From inside the house, a loud wail came drifting toward us.

"That's my cue," Lucky said, rushing past us and back into the house to see what the problem was.

"You guys letting Mom rag on Elisa?" she asked. "Last I checked, the two of you haven't exactly been beating the women away with sticks."

"Should we sic her on you instead?" Milo asked. "Or you got something to tell us?"

"Nope. Nothing," she said. Too quick. That little lift in her voice. Now that was a lie. "Go ahead and send her my way," she added. "I'm used to it."

When it came to temperaments, Sofia was always a bit more able to take the heat than the rest of us when it came to our mom.

Adrian Grassi could be a battering ram.

But Sofia Grassi was a steel-reinforced door.
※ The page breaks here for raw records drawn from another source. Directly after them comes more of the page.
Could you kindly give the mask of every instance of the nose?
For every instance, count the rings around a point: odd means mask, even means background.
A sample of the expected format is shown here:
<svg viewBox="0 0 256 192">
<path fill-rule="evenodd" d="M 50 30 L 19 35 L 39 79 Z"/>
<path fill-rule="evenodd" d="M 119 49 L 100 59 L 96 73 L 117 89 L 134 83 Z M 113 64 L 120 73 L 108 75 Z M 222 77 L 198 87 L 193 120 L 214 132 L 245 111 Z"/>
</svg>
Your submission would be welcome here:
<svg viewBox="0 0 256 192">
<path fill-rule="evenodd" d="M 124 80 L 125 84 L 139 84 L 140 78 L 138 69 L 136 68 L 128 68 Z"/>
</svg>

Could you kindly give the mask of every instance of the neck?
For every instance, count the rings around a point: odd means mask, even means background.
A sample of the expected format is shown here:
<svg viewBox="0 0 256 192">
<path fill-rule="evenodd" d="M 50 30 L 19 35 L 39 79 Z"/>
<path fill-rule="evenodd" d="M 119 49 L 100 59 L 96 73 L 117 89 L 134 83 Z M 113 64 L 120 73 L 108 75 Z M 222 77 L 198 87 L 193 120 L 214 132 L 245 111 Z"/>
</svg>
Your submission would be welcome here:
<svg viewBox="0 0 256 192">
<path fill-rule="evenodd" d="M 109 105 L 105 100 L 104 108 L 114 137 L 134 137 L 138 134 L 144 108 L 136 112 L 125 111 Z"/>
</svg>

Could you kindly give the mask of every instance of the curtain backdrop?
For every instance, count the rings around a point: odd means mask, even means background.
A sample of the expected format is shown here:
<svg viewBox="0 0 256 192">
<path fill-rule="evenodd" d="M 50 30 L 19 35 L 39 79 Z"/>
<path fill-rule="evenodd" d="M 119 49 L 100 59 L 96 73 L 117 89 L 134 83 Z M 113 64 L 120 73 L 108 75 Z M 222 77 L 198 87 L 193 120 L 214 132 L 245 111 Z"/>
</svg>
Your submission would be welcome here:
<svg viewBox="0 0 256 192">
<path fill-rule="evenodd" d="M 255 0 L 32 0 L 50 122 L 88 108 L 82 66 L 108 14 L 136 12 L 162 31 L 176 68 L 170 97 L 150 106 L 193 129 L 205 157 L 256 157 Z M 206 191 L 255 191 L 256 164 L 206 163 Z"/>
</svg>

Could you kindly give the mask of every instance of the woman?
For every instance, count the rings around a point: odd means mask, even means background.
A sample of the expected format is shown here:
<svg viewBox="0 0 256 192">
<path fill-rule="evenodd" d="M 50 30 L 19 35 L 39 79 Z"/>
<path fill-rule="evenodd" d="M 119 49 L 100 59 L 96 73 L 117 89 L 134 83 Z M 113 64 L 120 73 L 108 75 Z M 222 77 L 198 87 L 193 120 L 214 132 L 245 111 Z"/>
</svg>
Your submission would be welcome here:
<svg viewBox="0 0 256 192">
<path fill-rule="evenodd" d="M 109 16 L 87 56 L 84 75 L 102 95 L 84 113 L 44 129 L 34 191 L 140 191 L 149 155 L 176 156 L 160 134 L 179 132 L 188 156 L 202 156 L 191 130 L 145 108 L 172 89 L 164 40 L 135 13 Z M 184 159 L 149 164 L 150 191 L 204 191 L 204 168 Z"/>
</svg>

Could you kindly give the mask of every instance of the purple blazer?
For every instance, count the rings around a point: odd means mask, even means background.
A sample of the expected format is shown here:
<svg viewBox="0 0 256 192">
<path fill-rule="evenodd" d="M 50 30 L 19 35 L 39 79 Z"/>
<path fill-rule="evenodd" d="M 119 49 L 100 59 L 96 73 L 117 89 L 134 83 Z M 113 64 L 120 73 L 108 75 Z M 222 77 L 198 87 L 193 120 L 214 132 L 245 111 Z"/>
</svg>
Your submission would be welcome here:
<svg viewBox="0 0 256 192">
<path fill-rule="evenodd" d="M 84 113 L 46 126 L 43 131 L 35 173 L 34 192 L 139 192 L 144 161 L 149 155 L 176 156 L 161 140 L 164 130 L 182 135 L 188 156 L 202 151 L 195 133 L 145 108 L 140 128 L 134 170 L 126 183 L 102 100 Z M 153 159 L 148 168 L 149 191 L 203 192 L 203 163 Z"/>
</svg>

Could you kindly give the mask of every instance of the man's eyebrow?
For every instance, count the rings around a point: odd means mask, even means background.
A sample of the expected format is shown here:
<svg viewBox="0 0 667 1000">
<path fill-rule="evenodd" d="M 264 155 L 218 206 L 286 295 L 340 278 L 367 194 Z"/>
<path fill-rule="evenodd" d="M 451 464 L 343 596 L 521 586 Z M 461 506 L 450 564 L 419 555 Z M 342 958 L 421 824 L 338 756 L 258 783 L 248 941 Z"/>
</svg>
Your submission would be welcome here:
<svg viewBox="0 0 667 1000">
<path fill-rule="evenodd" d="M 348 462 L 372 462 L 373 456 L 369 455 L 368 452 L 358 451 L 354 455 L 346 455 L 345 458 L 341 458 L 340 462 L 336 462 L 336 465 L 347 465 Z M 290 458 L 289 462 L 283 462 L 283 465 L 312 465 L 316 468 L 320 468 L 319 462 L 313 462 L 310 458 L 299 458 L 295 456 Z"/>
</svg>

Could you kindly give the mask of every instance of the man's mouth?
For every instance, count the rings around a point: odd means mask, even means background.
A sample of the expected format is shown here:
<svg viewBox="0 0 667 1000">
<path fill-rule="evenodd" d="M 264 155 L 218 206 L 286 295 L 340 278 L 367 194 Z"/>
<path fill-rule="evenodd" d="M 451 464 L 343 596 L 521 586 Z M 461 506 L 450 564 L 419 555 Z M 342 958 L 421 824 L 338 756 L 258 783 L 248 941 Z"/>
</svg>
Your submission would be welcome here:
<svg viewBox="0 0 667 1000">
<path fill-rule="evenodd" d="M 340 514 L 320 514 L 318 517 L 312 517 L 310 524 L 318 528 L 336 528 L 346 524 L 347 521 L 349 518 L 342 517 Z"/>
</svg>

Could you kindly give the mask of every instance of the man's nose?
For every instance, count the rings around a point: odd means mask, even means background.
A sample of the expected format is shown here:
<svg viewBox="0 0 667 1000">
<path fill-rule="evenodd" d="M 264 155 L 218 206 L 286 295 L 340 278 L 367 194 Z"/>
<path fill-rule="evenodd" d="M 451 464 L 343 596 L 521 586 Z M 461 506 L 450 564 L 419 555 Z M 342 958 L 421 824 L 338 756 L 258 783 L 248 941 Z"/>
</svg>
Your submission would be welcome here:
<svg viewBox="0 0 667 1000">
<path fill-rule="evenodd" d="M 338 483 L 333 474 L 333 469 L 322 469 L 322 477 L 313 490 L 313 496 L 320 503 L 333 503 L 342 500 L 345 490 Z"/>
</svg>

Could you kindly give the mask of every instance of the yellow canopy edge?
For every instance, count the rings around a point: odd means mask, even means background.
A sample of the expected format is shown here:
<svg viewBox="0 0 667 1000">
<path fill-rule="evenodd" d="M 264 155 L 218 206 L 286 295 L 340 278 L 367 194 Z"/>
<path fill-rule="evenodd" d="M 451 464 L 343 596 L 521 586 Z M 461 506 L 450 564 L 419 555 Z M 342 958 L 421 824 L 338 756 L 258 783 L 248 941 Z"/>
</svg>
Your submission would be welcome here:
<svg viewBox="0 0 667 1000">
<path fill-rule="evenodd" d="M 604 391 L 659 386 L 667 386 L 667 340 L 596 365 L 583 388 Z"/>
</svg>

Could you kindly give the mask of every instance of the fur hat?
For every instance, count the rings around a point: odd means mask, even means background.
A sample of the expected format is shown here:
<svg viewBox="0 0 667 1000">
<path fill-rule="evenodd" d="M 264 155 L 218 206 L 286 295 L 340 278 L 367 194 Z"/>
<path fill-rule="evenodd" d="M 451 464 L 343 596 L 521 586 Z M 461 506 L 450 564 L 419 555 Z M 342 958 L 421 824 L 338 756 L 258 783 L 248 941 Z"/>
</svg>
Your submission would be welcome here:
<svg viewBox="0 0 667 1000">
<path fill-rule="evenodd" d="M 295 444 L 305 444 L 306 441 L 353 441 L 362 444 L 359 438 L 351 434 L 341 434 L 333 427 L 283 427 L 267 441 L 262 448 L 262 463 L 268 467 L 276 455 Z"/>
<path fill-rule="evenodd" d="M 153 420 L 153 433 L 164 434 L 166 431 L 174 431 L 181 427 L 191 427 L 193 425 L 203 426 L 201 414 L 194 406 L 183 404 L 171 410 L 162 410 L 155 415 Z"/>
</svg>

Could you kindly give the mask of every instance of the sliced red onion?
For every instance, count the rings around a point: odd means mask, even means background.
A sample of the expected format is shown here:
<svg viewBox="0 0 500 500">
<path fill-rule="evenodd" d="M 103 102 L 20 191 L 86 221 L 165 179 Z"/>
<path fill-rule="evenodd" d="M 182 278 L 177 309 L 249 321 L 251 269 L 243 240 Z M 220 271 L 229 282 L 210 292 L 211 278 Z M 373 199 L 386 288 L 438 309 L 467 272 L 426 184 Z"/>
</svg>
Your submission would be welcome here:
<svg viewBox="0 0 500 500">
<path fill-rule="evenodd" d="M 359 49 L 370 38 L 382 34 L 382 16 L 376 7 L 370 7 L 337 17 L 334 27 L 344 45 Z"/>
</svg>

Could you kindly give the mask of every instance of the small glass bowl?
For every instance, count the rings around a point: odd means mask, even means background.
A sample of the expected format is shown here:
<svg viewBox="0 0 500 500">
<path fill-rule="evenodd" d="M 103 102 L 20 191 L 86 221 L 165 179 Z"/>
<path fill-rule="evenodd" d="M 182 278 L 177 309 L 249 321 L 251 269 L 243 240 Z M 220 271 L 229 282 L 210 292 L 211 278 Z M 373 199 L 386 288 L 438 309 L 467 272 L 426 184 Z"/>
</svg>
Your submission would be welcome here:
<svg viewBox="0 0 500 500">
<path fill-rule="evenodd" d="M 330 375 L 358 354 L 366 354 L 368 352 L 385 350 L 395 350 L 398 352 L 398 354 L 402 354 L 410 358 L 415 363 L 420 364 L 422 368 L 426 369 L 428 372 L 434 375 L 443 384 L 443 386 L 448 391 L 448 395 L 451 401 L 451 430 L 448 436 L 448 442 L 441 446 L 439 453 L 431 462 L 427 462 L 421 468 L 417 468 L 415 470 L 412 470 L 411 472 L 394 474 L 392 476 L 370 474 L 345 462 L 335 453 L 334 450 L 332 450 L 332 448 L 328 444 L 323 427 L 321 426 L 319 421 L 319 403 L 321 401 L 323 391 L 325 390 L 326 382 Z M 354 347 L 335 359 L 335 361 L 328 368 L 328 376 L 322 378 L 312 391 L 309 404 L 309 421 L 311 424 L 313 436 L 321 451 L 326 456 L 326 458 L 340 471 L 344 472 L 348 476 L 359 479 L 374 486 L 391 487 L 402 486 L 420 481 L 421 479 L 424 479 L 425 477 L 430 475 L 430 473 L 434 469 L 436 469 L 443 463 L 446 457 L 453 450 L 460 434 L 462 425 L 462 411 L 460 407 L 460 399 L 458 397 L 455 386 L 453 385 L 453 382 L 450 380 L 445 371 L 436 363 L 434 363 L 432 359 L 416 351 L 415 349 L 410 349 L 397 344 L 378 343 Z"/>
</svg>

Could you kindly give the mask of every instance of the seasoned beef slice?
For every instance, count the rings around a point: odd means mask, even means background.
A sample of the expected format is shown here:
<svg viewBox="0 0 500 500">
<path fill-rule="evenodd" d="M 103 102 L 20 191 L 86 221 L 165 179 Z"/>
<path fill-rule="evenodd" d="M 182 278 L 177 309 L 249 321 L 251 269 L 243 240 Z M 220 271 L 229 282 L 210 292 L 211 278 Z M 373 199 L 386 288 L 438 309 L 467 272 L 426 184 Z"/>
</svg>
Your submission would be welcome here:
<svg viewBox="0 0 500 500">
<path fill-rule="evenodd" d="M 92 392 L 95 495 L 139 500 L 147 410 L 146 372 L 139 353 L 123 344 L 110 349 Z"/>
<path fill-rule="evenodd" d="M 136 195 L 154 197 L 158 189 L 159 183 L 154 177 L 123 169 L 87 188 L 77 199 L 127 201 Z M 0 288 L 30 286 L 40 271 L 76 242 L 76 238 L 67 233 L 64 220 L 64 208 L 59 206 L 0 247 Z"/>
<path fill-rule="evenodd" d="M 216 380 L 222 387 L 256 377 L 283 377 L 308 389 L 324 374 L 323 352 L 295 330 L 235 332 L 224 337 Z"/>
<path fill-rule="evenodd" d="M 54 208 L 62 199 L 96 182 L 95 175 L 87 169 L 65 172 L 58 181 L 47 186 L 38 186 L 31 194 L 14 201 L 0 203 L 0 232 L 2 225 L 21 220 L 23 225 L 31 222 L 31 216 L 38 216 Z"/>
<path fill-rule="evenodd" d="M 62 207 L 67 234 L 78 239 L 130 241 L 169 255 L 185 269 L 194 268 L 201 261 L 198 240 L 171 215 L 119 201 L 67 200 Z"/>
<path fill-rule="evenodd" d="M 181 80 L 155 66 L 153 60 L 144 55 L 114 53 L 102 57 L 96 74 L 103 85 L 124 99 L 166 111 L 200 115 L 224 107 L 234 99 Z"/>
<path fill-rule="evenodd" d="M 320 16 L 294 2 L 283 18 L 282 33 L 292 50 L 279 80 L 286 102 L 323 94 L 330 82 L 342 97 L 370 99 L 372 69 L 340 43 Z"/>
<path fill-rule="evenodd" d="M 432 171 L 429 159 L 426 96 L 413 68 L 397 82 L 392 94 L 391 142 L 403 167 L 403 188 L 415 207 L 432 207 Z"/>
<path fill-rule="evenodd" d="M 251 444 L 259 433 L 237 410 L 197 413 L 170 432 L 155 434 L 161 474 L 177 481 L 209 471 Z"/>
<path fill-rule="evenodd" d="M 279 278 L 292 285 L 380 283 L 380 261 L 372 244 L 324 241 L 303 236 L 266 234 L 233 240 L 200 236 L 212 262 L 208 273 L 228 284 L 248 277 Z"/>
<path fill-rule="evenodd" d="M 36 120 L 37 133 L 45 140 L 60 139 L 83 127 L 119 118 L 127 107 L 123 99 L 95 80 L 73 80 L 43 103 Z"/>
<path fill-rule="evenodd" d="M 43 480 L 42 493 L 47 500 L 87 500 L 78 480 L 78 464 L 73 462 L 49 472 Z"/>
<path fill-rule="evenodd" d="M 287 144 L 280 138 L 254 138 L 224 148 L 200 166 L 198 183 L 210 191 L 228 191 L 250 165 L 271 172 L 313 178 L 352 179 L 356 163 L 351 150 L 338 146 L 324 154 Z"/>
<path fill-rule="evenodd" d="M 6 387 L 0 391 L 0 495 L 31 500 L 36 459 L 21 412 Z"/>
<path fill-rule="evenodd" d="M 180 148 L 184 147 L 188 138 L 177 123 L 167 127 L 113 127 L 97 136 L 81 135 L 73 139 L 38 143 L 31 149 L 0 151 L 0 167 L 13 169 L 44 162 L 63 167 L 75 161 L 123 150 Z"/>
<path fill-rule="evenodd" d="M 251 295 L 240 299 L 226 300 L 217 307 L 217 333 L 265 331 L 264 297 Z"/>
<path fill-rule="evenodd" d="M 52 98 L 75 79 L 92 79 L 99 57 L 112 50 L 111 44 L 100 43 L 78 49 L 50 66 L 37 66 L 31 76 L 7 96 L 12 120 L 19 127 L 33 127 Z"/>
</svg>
It was a toss-up on any given day which of the two would win. But one thing was for certain, both would be exhausted from it and not want to try again for a while.

Mothers and daughters could be like that, I guess.

While us sons tiptoed around our ma, the girls often went toe-to-toe with her.

"Heard you're going out of town soon," Sofia said to Milo. "I send my apologies to the women of the next town you disgrace with your presence," she added with a little twitch of her lips.

"After dealing with that in there," he said, nodding his head toward the house, "I think I'm gonna be celibate for a while."

"You seriously don't want one? Or six?" she asked, a dreamy look in her eye saying she was suddenly giving kids some serious thought too.

Who the hell was this client of hers to make our so work-obsessed sister suddenly want to slow down and have kids of her own?

"I seriously don't," Milo said. "At least not for another decade. Maybe two."

"Watching you get knocked on your ass by a woman is going to be an absolute delight," Sofia declared as the two of them made their way back into the house. But she'd needed to grab and drag him into the house as soon as the door opened, and all the chaotic noise filtered out.

I stood there with my own thoughts for a moment before I pushed them back, finished my beer, and made my way back into the house, lifting Lucky's kid off of his waist, and chasing them around the house while they squealed and belly-laughed until dinner was ready.

And tried really hard not to be upset that I didn't have this in my daily life.

Because it clearly wasn't in the cards yet.